Au Japon, le déploiement de ces réseaux intelligents capables de réguler automatiquement la distribution d’électricité, est considéré par le gouvernement japonais comme une des actions essentielles pour réduire les émissions de gaz à effet de serre du pays. En introduisant des outils issus des technologies de l’information à tous les niveaux du réseau, il devient possible de maîtriser la consommation électrique de chaque appareil. Cette volonté se traduit au niveau industriel par le développement de "smart meters" [compteurs intelligents] et d’autres dispositifs permettant de mesurer la consommation en temps réel. Dernièrement, Fujitsu a dévoilé une rampe multiprise capable de mesurer la consommation de chacun des appareils qui y sont branchés. Les "smart grids" devraient également permettre une meilleure intégration des petites unités de production d’électricité dont le nombre va grandissant avec le déploiement accéléré des systèmes photovoltaïques et des piles à combustible dans les maisons et les entreprises. Ces réseaux intelligents ne peuvent être construits sans la coordination des différents acteurs au niveau national, et même international. Aussi le gouvernement japonais a-t-il annoncé récemment un certain nombre d’actions allant dans ce sens. Le 8 avril 2010, le METI a annoncé le lancement prochain de quatre projets de tests grandeur nature des réseaux "smart grid". Il a sélectionné quatre sites parmi vingt candidats : la ville de Yokohama [Kanagawa], la ville de Toyota [Aichi], la ville de Kita-Kyushu [Fukuoka] et Kansai Science City, un pôle de recherche qui s’étend sur les départements de Kyoto, Osaka et Nara.

La France qui est le 8è investisseur mondial dans ce secteur, avec 250 millions d’euros d'investissements prévus, avance pas à pas dans le smartgrid : alors que ERDF installe les premiers compteurs électriques communicants Linky, à Lyon et en Indre-et-Loire, et que EDF travaille sur un test de maîtrise de l'énergie en Bretagne via sa filiale Edelia, une autre expérimentation, baptisée Premio et initiée par le pôle de compétitivité Capénergies, va entrer en phase d'expérimentation fin juin à Lambesc [Bouches-du-Rhône] pour une durée d'un an. Objectif : étudier le pilotage des ressources et des besoins en énergie sur le réseau d'une collectivité.

 

7] Les Cleantechs

 

Une étude récente en 2010 du CleanTech Group et du cabinet Deloitte fait état d’un impressionnant retournement de situation de l’investissement du capital risque dans le secteur des technologies propres.
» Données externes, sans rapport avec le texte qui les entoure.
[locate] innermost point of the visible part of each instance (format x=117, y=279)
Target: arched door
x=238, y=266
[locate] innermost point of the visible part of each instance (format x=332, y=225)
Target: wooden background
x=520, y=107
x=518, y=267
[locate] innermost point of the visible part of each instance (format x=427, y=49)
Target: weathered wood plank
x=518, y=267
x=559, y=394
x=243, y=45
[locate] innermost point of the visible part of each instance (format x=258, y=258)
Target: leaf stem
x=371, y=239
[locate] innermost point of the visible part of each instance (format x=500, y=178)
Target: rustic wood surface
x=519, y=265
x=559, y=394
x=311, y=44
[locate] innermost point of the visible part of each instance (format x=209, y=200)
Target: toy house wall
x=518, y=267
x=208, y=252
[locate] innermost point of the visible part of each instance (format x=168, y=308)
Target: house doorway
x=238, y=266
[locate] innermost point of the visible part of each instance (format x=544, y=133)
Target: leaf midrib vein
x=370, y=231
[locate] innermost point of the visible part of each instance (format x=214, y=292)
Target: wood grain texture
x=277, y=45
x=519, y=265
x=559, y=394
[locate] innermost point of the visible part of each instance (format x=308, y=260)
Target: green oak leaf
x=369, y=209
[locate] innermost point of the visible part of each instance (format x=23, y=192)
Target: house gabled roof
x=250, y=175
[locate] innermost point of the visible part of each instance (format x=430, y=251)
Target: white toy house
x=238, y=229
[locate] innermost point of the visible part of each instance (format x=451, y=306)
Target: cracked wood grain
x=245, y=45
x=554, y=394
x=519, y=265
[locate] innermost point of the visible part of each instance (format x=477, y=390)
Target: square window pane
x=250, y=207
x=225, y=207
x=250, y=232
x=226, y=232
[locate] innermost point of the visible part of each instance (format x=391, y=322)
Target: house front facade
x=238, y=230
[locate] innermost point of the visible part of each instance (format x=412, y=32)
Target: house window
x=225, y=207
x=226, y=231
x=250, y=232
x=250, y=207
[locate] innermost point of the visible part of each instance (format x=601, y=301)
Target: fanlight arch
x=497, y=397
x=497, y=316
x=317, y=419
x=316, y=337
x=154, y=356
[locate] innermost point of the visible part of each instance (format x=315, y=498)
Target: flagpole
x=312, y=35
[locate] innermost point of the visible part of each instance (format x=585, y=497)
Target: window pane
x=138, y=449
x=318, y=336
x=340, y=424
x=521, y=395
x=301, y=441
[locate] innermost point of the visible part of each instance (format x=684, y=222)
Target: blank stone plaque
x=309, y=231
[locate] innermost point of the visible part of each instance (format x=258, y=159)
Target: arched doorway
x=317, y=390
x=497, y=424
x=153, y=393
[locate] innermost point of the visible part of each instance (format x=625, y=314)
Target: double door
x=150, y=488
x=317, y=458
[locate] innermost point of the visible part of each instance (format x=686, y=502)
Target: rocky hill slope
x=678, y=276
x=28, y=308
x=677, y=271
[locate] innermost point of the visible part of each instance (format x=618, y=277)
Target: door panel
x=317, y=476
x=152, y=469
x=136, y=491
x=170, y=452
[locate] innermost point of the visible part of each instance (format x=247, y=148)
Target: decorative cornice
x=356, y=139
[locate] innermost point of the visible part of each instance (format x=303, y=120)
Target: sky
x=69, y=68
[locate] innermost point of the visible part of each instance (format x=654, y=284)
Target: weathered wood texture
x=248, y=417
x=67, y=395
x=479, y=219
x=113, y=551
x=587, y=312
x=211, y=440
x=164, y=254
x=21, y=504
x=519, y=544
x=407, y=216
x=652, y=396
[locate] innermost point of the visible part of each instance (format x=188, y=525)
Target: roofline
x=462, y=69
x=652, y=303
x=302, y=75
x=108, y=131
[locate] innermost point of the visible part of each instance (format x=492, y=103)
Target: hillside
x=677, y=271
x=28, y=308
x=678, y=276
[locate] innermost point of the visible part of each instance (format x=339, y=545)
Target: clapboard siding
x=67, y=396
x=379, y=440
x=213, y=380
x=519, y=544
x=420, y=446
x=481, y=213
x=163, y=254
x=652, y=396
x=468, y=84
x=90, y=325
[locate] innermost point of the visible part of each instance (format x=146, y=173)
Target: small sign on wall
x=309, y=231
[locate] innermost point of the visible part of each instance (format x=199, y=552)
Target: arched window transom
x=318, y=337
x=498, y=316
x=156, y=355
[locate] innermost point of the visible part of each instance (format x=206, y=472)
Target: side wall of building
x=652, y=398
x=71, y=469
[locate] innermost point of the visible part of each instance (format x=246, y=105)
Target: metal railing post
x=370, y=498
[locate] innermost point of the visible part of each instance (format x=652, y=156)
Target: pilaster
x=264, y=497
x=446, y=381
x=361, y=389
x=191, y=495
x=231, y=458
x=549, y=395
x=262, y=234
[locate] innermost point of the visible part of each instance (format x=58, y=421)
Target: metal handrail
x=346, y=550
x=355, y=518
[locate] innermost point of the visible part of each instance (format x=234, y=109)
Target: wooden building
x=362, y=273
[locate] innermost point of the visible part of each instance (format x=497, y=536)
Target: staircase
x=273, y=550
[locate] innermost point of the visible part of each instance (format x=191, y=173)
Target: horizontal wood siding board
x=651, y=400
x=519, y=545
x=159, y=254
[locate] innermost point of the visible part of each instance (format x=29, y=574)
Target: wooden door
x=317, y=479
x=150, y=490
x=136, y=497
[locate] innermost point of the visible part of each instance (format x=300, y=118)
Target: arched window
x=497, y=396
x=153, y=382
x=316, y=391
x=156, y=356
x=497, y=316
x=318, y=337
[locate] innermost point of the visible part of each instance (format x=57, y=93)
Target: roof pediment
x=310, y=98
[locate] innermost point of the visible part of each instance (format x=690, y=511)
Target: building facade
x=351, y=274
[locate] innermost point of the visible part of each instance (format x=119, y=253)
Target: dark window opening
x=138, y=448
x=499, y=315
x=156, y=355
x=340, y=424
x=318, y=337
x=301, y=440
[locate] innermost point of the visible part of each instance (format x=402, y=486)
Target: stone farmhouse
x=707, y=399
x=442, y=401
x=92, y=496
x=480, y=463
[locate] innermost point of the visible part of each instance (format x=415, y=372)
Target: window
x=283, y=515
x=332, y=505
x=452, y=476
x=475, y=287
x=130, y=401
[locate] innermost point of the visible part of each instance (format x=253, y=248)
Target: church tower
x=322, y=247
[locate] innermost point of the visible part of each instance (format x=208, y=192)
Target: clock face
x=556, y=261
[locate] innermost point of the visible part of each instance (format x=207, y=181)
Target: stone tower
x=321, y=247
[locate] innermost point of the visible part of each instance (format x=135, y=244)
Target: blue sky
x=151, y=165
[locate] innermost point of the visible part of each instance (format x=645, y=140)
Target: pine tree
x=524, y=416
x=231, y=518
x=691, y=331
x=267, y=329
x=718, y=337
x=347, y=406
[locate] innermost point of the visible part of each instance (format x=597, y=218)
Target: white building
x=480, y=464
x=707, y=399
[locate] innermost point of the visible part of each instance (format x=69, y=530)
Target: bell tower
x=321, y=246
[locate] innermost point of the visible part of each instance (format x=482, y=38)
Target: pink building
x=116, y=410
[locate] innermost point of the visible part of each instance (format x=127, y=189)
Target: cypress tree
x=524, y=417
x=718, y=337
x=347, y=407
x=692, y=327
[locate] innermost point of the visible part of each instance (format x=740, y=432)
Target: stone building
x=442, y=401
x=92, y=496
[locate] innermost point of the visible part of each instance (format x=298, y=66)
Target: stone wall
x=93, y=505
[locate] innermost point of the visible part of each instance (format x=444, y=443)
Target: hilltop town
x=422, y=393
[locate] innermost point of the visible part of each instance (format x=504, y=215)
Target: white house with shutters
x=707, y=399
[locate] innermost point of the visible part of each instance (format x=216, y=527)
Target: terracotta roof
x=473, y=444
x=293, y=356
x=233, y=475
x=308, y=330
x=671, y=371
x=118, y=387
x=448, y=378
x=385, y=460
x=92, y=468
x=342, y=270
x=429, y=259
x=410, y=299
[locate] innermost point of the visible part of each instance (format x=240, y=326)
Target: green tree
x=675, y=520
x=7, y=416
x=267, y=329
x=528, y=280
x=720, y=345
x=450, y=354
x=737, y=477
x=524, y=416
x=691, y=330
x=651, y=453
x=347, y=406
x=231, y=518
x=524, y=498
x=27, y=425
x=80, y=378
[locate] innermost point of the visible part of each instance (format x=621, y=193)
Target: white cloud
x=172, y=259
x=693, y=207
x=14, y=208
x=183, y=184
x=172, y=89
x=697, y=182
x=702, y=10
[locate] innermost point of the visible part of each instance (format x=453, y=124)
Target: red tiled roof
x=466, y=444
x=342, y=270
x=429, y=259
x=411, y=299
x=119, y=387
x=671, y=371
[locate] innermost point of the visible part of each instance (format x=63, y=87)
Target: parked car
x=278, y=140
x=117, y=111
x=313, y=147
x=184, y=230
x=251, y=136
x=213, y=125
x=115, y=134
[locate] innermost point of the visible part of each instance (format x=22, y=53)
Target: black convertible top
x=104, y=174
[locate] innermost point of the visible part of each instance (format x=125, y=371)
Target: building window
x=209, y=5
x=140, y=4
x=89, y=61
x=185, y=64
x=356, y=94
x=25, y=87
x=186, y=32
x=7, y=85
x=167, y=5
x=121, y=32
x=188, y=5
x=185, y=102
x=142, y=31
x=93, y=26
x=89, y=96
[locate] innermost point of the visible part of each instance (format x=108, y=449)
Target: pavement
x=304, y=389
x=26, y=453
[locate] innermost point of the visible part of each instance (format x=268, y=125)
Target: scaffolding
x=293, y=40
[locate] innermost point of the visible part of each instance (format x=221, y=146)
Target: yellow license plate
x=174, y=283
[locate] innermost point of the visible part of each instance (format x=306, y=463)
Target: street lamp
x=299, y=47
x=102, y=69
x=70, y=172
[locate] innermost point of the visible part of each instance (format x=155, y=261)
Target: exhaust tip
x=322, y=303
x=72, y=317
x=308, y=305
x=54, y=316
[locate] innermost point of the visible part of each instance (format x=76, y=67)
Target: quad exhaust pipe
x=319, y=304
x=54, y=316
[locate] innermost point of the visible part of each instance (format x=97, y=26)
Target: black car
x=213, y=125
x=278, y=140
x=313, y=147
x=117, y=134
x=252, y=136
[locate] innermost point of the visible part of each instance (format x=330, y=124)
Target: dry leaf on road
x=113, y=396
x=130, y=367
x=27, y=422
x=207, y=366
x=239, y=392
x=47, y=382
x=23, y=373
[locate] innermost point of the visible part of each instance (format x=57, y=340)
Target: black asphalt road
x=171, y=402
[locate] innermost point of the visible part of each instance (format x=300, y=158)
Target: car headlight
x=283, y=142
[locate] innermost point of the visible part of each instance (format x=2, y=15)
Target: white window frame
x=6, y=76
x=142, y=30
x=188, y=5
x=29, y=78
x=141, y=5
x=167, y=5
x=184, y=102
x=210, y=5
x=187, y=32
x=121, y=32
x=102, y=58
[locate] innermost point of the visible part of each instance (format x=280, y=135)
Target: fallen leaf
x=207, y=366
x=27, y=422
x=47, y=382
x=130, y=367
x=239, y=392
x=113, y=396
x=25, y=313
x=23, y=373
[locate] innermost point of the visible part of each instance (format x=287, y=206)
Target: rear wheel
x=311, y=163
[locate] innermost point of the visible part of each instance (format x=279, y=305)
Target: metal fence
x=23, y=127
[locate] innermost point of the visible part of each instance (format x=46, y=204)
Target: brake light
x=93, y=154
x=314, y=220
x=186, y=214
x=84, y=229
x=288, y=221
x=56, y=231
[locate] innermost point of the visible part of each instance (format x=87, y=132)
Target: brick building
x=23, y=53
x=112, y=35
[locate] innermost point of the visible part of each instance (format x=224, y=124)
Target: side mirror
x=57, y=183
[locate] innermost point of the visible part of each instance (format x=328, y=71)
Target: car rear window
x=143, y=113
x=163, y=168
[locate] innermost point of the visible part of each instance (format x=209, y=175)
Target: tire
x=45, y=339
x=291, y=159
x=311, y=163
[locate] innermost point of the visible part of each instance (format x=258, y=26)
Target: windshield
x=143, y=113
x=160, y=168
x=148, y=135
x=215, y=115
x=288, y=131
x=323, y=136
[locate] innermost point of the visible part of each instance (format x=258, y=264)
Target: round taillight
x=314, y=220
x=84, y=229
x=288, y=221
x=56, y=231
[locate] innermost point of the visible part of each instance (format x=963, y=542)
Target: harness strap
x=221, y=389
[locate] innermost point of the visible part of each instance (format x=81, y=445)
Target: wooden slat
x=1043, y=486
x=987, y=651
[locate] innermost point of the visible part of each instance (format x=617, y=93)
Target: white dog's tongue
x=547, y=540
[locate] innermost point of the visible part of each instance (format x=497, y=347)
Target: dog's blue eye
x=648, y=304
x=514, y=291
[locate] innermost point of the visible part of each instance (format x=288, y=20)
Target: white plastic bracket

Au premier trimestre 2010 on assiste à un nombre record de tours de table réalisés par les entreprises auprès d’investisseurs du type capital risque dans ce domaine dans le monde, avec 81% de ce résultat pour l’Amérique du Nord à elle seule, et plus particulièrement la Californie et l’Oregon totalisant à eux deux plus d’un milliard de dollars d’investissement.

Cela contraste beaucoup avec l’état d’esprit apparent du secteur : tous les yeux étaient tournés en ce début d’année vers le solaire dont les investissements en 2009 avaient faibli par rapport à l’année précédente de 64%. En fait, c’est le secteur des transports qui a réalisé la plus belle envolée en Californie avec 520 millions de dollars investis, notamment grâce à la performance de Better Place [350 millions d’investissements].

Better Place est une startup Americano-Israélienne, dirigée par Shai Agassi, un ancien de SAP, qui se positionne sur le secteur des véhicules particuliers électriques et dont la particularité est de développer l’infrastructure des stations de recharge où les voitures peuvent directement changer leur batterie plutôt que d’attendre le temps de la recharge. Cette entreprise collabore notamment avec Renault-Nissan qui lui fournit les véhicules électriques.

Le deuxième plus bel investissement du secteur est fait chez Fisker Automotives, constructeur de voitures électriques sur le segment du très haut de gamme, avec tout de même 140 millions de dollars. Fisker se positionne sur un marché similaire à celui de Tesla Motors, en adoptant une stratégie de communication beaucoup plus discrète que cette dernière.

A ce propos il est important de rappeler que Tesla a récemment sécurisé un prêt de 465 millions de dollars auprès du Département de l’énergie pour la construction d’une usine supplémentaire.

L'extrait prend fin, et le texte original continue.